Toute la question est de savoir où se situe la frontière entre, "ouah, comment il a une chevelure trop impressionnante ce keumé", et "han, mais comment il ressemble trop à rien c'bouffon". Pour l'instant, je pense que je suis encore du bon côté de la fashion.
Enfin en tout cas, par opposition aux caractère chichiteux des mes préoccupations petites-bourgeoises décrites quelques paragraphes plus haut, l'expression le réveil du Lion a quand même quelque chose d'encourageant. Déjà, le réveil, mais alors Lion... carrément trop la classe!
Alors ouais, en ce moment, j'oscille pas mal, pas plus tard qu'il y a quelques lignes j'étais au bord d'écrire un truc du genre "ça s'arrangera jamais parce que mon destin c'est d'avoir une vie de merde", mais là, présentement, il me plaît de me dire qu'il suffit de pas grand-chose pour que renaisse une forme d'espoir.
En l'espèce pas grand-chose c'est la longueur de mes cheveux.
Bon, j'en suis pas encore à rugir de véhéments "tremblez gonzesses, car votre maître à toutes s'éveille de sa torpeur!", m'enfin, après tout, peut-être que ça pourrait finir par venir sans être obligé d'attendre une autre vie.
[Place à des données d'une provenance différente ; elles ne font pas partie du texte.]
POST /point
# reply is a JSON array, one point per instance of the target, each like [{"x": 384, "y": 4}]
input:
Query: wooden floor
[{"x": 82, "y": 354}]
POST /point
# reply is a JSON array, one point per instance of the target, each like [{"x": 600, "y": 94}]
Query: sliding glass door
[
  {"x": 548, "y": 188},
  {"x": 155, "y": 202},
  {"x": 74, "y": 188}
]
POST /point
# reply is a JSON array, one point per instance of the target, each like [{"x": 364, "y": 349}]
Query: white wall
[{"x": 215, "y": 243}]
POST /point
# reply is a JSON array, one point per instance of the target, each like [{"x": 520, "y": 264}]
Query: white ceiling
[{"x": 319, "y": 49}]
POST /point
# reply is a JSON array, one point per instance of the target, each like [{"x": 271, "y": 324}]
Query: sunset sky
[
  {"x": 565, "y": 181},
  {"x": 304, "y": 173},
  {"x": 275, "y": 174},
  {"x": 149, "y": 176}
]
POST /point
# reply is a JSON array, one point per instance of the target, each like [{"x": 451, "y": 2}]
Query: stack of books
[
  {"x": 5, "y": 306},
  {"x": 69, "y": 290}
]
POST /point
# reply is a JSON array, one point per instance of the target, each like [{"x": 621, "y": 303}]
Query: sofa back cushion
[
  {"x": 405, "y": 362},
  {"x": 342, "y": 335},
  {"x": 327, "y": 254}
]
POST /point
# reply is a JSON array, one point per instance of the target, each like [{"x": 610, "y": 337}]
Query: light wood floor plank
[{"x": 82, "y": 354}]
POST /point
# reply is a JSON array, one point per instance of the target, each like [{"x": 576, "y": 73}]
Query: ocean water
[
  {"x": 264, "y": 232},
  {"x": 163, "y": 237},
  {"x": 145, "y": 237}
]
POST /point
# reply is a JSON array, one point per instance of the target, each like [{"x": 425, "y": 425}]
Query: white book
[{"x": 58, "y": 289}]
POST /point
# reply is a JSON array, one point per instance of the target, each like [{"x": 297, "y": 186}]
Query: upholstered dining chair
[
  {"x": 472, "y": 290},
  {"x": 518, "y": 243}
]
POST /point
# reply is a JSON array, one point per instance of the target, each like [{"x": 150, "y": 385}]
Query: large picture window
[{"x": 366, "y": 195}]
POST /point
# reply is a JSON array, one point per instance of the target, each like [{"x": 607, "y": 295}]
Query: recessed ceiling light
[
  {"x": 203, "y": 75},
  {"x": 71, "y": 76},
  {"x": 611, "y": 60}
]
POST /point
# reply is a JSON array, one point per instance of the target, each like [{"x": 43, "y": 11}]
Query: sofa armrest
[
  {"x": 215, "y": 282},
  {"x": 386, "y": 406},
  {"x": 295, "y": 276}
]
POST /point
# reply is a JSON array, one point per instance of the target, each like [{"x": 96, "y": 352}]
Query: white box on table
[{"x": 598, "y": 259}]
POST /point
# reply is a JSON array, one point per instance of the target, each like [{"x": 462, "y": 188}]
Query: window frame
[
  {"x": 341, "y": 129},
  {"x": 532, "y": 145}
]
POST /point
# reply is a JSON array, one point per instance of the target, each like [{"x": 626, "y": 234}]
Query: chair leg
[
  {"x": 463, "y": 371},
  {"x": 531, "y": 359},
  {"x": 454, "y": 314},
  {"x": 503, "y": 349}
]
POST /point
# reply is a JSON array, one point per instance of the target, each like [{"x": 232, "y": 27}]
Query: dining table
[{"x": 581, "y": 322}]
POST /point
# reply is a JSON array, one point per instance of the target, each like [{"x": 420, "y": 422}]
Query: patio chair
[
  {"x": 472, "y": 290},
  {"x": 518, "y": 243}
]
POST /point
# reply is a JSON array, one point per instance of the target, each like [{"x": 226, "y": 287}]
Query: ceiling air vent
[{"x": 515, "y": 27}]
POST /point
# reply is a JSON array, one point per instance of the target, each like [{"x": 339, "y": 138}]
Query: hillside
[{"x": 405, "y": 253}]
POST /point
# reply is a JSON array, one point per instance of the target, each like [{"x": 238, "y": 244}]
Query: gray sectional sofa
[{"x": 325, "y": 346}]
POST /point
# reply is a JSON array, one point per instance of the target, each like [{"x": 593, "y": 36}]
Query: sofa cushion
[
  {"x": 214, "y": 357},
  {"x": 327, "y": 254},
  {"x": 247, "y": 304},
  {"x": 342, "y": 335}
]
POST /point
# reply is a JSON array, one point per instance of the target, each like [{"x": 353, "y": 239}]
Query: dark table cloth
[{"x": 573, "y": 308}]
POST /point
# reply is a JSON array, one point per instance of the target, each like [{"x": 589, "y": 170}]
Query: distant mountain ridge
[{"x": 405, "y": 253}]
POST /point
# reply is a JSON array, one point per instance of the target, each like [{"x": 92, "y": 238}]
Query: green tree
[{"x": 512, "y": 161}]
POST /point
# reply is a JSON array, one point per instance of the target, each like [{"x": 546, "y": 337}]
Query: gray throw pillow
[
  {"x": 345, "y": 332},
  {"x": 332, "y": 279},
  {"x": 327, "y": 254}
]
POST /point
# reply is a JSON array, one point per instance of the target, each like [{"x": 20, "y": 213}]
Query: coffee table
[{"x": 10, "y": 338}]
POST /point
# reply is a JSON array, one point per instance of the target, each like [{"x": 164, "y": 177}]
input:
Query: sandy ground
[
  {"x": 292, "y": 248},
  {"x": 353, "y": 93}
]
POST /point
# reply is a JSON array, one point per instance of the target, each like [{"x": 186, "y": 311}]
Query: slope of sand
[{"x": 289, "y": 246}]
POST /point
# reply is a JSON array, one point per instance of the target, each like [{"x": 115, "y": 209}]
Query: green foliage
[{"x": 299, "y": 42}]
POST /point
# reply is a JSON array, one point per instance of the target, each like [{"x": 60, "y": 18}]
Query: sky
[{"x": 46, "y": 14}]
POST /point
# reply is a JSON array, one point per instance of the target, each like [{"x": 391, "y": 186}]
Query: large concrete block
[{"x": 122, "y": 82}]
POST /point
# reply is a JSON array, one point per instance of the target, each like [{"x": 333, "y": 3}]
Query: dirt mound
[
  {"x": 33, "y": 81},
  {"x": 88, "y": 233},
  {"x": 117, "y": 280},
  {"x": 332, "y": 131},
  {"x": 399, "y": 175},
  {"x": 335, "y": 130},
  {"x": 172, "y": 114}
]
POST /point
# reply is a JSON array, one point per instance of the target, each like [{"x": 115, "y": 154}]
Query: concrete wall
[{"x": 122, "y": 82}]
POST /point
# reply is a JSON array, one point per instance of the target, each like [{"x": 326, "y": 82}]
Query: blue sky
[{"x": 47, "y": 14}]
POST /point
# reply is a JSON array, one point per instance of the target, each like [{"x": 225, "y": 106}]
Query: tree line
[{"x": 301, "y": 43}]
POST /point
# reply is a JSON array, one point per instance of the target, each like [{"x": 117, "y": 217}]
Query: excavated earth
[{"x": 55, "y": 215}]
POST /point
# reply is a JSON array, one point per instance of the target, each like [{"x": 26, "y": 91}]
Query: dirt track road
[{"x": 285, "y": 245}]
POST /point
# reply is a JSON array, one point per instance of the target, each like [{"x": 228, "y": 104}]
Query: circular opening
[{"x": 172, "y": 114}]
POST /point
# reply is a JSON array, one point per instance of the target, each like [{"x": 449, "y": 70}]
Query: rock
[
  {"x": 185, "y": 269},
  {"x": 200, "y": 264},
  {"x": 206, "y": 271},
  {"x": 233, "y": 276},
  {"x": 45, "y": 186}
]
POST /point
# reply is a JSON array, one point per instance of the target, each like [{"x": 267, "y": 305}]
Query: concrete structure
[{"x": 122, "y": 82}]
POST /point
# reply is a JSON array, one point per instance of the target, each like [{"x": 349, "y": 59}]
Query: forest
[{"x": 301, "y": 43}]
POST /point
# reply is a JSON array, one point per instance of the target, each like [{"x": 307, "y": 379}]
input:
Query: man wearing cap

Ou si ça va pas jusque là, au moins avoir une vie sexuelle un poil plus existante que ouh mais attends est-ce que j'ai vraiment envie de parler de ça ici ouais nan en fait.
Donc disais-je, mes cheveux sont mieux que les tiens, ou mieux que ceux de ton keum, au choix, mais ne pleure pas, qui sait un jour peut-être tu seras propriétaire de ton logement alors que moi toujours pas.

Considérant l'heure déjà avancée de la journée, l'auteur se dit alors qu'il irait bien faire une petite sieste, histoire de compenser le fait que dans les dernières 24 heures il n'en avait dormi que 2. Tout à sa joie de s'accorder un repos bien mérité, notre héros s'en fût donc sans prendre la peine de trouver une conclusion un tant soit peu chiadée pour son billet, négligeant par la même les règles élémentaires de la bienséance inhérentes au respect dû à son lectorat.